Sempre que o Parlamento tem de eleger membros de entidades públicas para o desempenho de determinadas funções, levanta-se um coro de protestos, aqui del-rei que as escolhas são partidárias e os candidatos são suspeitos de conluio com os partidos que os propõem à eleição. Desta vez, os visados são os candidatos ao Tribunal Constitucional.Tribunal Constitucional

Há neste raciocínio vários vícios:

– Um deles é o pressuposto de que os  deputados não são pessoas com idoneidade e capacidade para fazerem escolhas adequadas;

– Outro é o de que as pessoas  propostas e eleitas pelo Parlamento para cargos públicos  são incapazes de pensar pela sua cabeça e vão para esses lugares para fazerem  fretes aos partidos que os apontaram;

– Outro ainda é que os críticos parece não perceberem que ao questionarem a capacidade de os deputados indicarem e elegerem pessoas para determinados cargos estão a pôr em causa a legitimidade do Parlamento e em última análise da própria democracia. Que órgão possuirá então maior legitimidade que o Parlamento?

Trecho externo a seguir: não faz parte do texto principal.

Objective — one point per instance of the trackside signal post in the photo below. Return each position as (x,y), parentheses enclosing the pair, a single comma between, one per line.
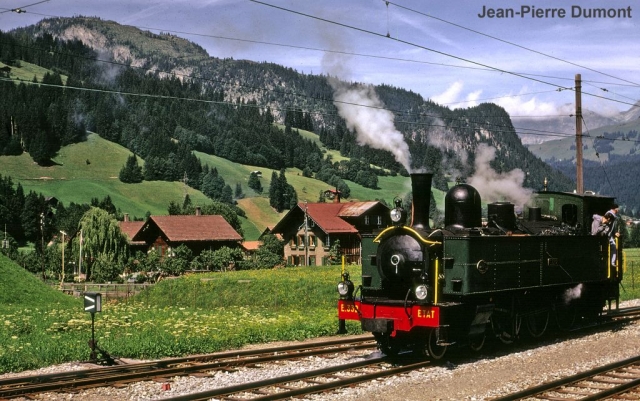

-Dá-se até o caso de se algum dos candidatos tiver desempenhado funções governativas  passar a ser uma espécie de proscrito, alguém manchado para sempre.

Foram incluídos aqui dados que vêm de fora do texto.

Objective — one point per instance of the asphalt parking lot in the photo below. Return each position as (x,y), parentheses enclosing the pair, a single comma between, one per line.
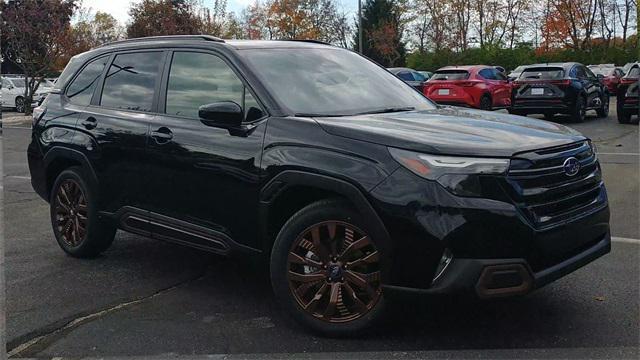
(144,297)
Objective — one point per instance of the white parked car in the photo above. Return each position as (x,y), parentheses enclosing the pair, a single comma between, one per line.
(13,93)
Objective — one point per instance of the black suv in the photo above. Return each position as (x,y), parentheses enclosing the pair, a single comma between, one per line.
(627,103)
(348,181)
(559,88)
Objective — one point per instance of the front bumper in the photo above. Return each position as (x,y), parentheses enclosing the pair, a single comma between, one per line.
(490,278)
(424,219)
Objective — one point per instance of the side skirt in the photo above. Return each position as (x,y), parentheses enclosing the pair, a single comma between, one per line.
(161,227)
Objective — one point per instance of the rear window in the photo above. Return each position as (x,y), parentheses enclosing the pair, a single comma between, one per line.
(605,71)
(634,72)
(546,73)
(450,75)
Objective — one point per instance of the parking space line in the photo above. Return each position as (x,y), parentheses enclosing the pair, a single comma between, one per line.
(625,240)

Este discurso é um discurso perigoso mas muito popular entre jornalistas e comentadores. E, como se não bastasse, também contamina alguns deputados e outros membros da “classe” política. Até o muito politizado sindicato dos juízes vem falar de “dúvidas e equívocos” sem olhar para dentro de “casa”.   Mas, pior ainda, é os próprios deputados se mostrarem inseguros e, perante as críticas, resolverem adiar a eleição para “salvaguardar o tempo e a serenidade necessários”.

Assim não há democracia que resista e só falta que um “golpezinho à la Guiné” nos mostre donde vem a “legitimidade”…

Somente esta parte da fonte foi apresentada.